The bubble in Japan burst when Bank of Japan President Meino began raising interest rates. Federal Reserve Chairman Greenspan began raising interest rates in the summer of 1999. So far, the NASDAQ appears to be the only casualty. On a literal level it appears that Greenspan was able to take some of the fluff out of the market and the economy. In early January, in between Fed meetings, he aggressively cut rates (24)Notes. Most prognosticators felt that he may have been a little slow in taking this action, but still would be able to reinvigorate the economy. The raising of interest rates in the USA, however, has been a more symbolic rather than substantiate measure for the financial markets. The Japanese bubble was driven by the trade surplus and the Bank of Japan-So when the BOJ raised rates it was an important measure. The USA bubble has been to a great extent been driven by inflows of foreign capital, with the Federal Reserve acting more like tuning mechanism (25)Notes. So when the Fed began raising rates it tempered rather than deflated the market.

Whether we can continue to remain an ‘oasis of prosperity’ is the right question as well as the appropriate image. We, the United States are an oasis, surrounded by a desert--a desert we helped create. The 1993 / 1994 jawboning of the dollar/ yen exchange rate by the Clinton administration led to the dollar crisis of 1994/95 that led to massive dollar and Treasury bond purchases by the Bank of Japan. The central bank policy for a stronger dollar in 1996/1997 contributed to the Asian contagion as many emerging market countries had linked to the dollar.

‘By linking to the dollar they were de facto linking to U. S. monetary policy. So when the Fed tightened last March, many countries besides the U. S. felt the consequences…a stronger dollar has led to a contagion of competitive devaluation’s…’ (‘The Buck Must Stop Here’, Madis Senner, Barrons, October 6, 1997).
The United States became an even more attractive ‘oasis’ during the Asian contagion as the wealthy residents of emerging markets packed their suitcases full of money and sent them to our shores. In 1997 foreign inflows into the U. S. topped the $750 billion mark. The $53 billion Alan Greenspan of Townsend-Greenspan in his pre-Reserve days cited as threat to United States in 1972 seems like such a paltry sum in comparison today.

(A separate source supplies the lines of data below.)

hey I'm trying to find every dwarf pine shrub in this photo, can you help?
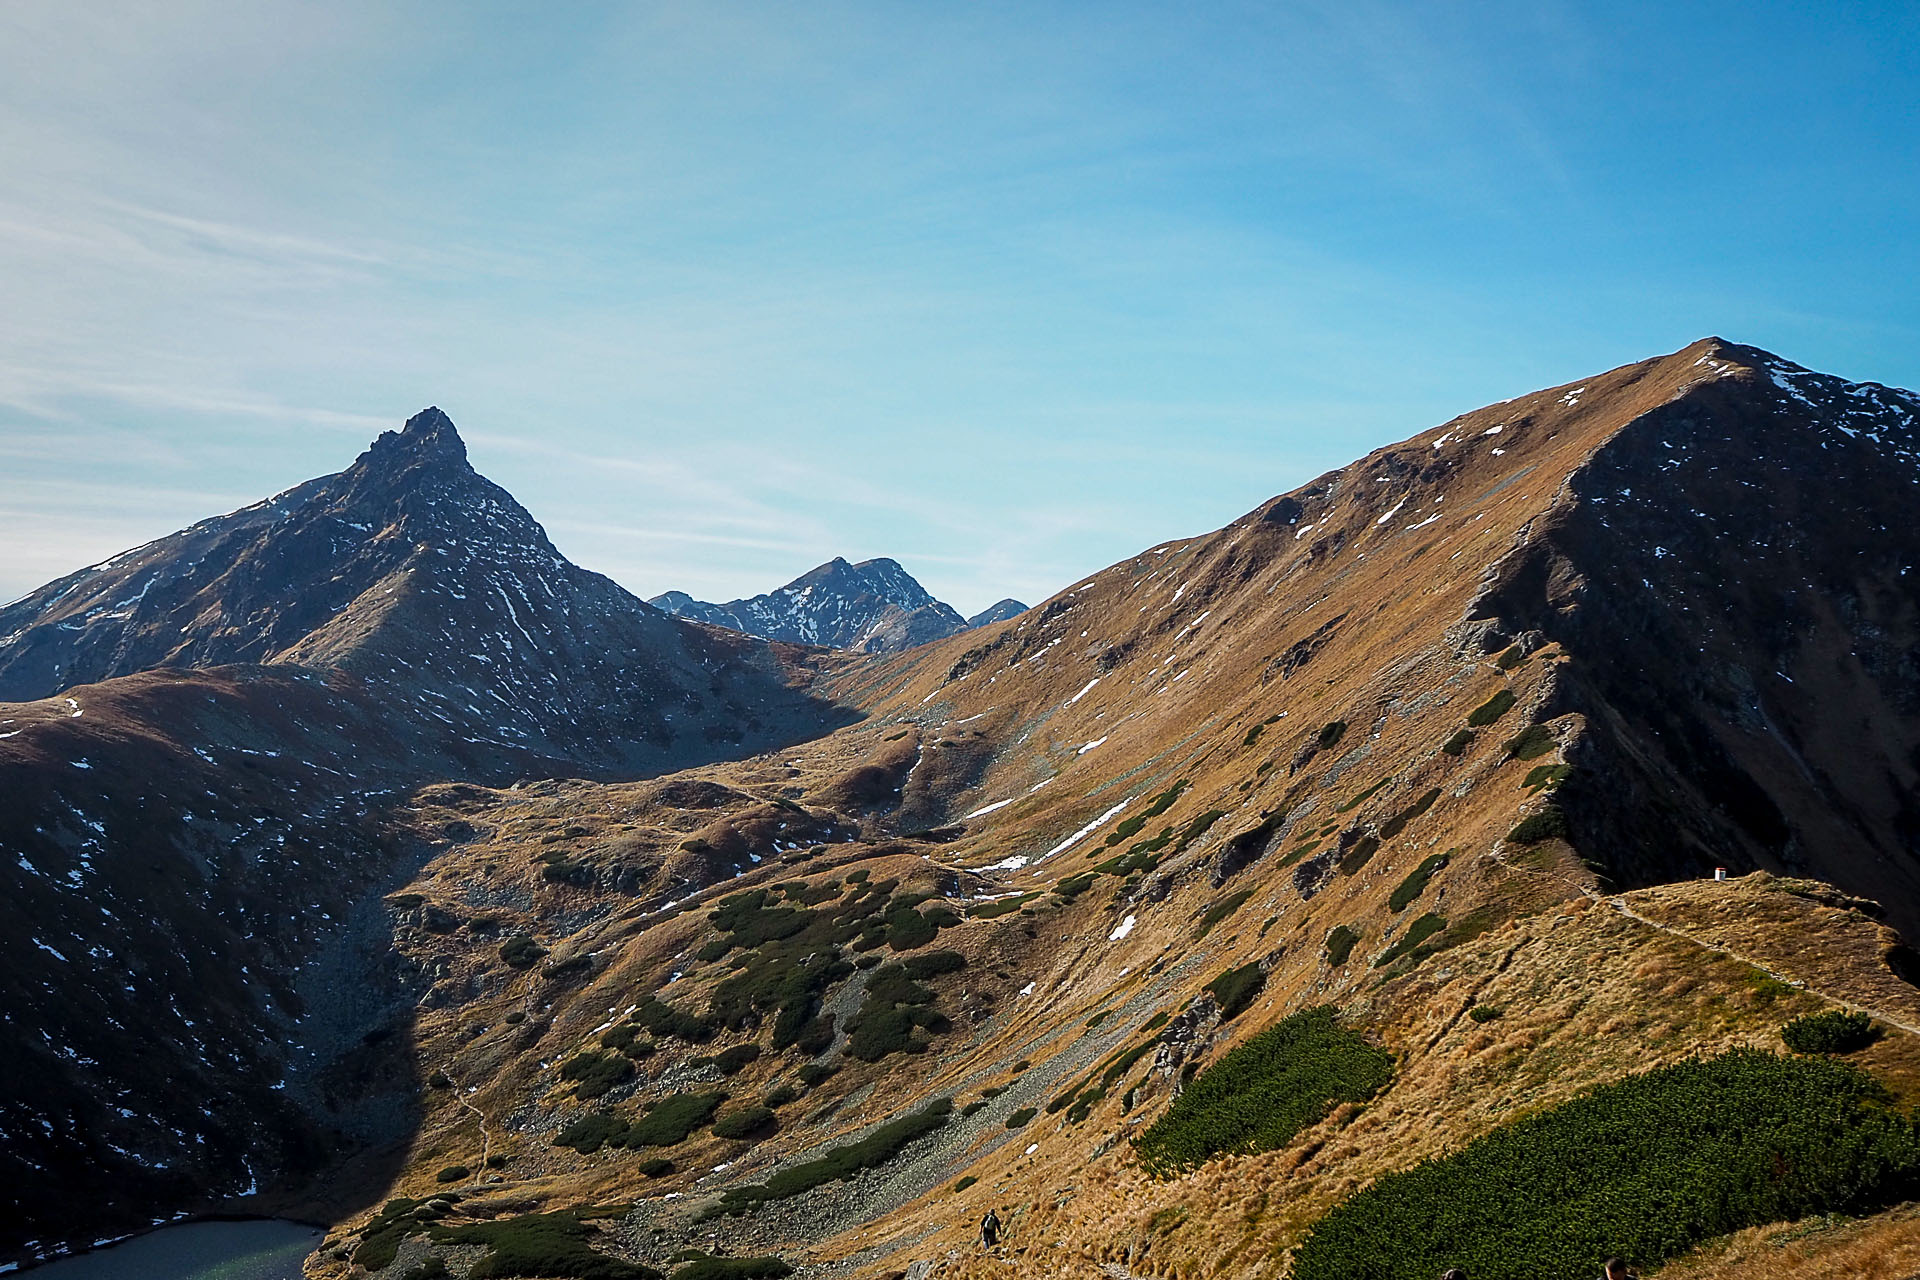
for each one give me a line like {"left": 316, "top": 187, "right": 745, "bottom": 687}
{"left": 1292, "top": 1050, "right": 1920, "bottom": 1280}
{"left": 1133, "top": 1006, "right": 1392, "bottom": 1176}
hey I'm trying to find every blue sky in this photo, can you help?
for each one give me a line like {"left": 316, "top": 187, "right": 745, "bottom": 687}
{"left": 2, "top": 2, "right": 1915, "bottom": 614}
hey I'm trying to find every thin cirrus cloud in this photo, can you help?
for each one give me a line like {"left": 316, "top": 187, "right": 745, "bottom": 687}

Several observers have begun questioning the ability of the United States to continue running a large current account deficit. Referring to the projected estimate that the current account deficit would measure 4.2% of the overall economy (GDP) Michael Phillips in "The Outlook" column of the Wall Street Journal (August 14, 2000) noted;

‘A high percentage that would scare the green eyeshades right off analysts in many industrialized nations.’ In Is the U. S. trade deficit sustainable? (Institute for International economics, 1999) Catherine L. Mann points out; (page 149) ‘Whenever a country’s current account deficit grows large, questions arise as to how large it can get, how long it can persist, and what forces might stabilize it or cause it to shrink. The history of financial crises from Latin America in the 1890’s to Asia in the 1990’s, and plenty of industrialized countries in between, clearly shows that too much external borrowing and / or accumulated international obligations can precipitate financial and, subsequently, economic disasters’.
Yet Ms. Mann notes that the United States is a special situation and possibly can continue to run record deficits for a while.

Can we remain an ‘Oasis of Prosperity’? and continue a record breaking consumption binge financed with foreign money? Yes we can, or at least policy makers can continue to try to. Most certainly we are vulnerable to exogenous shocks, anything from a change in investors’ tendencies to hold dollar assets or from some freak event in nature. But unequivocally, as long as we continue to let special interests hijack democracy to suit their own needs, the game may continue; the desert can get larger and the oasis smaller.